Freedom from Information: thousands of bucks for the Premier’s public speeches, redacted

It’s a bit of a hairy-assed editing job but the youtube video posted by VOCM includes a curious reference by the Premier to some of the access to information requests that he finds problematic.

You’ll find it at around the 1:45 mark. 

Danny Williams bitches about a request for copies of every speech he’s given as a politician.

That’s right. 

The guy who used to think that openness and freedom of information are good things has a problem with someone wanting copies of speeches he gave in public and for which texts exist.

This is the kind of thing that politicians would normally make readily available as a matter of course via the Internet.

Take a second a look around the Internet.  Try googling “speaking notes”  Politicians actually like people to find their speeches, even when the speeches are appallingly bad. 

Why back in the time before the Internet, when your humble e-scribbler used to edit transcripts of speeches by another Premier, the Premier’s Office would photocopy and send out speeches  - wait for it - free of charge, on request.  If the Internet had existed, we’d have published the damn things on the Internet as soon as we could largely because the Internet is a free means to disseminate information. 

in those days, speeches were records of government policy.  They were important because people could actually hold government accountable as a result of things said in speeches. And that Premier understood that as uncomfortable as it might be, the public had a right to hold their elected officials to account.   Certainly, no one in his office spent time micromanaging the living hell out of the entire government access to information system.

But that was then.

This is now.

And  the people looking for stuff like speeches are not people out to get this Premier or any other politician.  Ordinary folks like to see what commitments were made.  Academics like to see what was said and trace the history of an idea.  It’s all legitimate, normal and nothing for someone  - especially a politician - to get into a paranoiac lather over. 

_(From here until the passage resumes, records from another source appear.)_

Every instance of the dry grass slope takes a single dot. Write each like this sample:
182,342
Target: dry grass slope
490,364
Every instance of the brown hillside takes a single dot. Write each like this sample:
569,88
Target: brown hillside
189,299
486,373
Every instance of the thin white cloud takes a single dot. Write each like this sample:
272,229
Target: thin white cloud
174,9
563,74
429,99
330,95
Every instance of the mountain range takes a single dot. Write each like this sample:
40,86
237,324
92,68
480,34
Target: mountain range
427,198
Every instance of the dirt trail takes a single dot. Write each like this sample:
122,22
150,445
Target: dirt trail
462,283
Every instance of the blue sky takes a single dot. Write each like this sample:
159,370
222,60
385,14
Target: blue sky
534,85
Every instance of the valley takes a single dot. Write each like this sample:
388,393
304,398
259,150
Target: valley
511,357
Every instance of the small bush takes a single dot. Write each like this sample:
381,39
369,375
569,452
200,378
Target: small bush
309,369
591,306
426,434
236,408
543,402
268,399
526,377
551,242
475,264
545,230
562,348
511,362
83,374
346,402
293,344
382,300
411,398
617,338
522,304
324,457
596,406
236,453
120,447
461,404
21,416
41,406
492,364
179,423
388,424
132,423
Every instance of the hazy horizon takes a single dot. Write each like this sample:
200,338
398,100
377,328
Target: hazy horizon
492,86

But just take a breath and think about where Danny Williams’ head is on freedom of information.

Not only does Danny Williams force people to file an access to information request for copies of speeches he has given – they aren’t available otherwise -  he then bitches about the fact that people are interested in what he has to say.

Now in the case of that particular request, your humble e-scribbler happens to know about it.  An e-mail turned up in ye olde Bond Papers inbox giving the background and the horrendous amount of money Danny Williams’ office was demanding for delivering the speeches in hard copy only, even though they are available electronically.

If memory serves, we are talking thousands of dollars.  The speeches had to be produced in hard copy – supposedly – because the Premier’s Office claimed the speeches that were delivered in various public fora would have to be reviewed and possibly redacted.


Bits cut out of a public speech?

And no, they weren’t kidding.

The whole thing has gone off to the information commissioner where it sits, alongside a few other examples of the Premier’s Office efforts to frustrate public disclosure of information that should be in the public domain.

And people wonder why Alice in Wonderland is an apt source of metaphors for politics in Newfoundland and Labrador.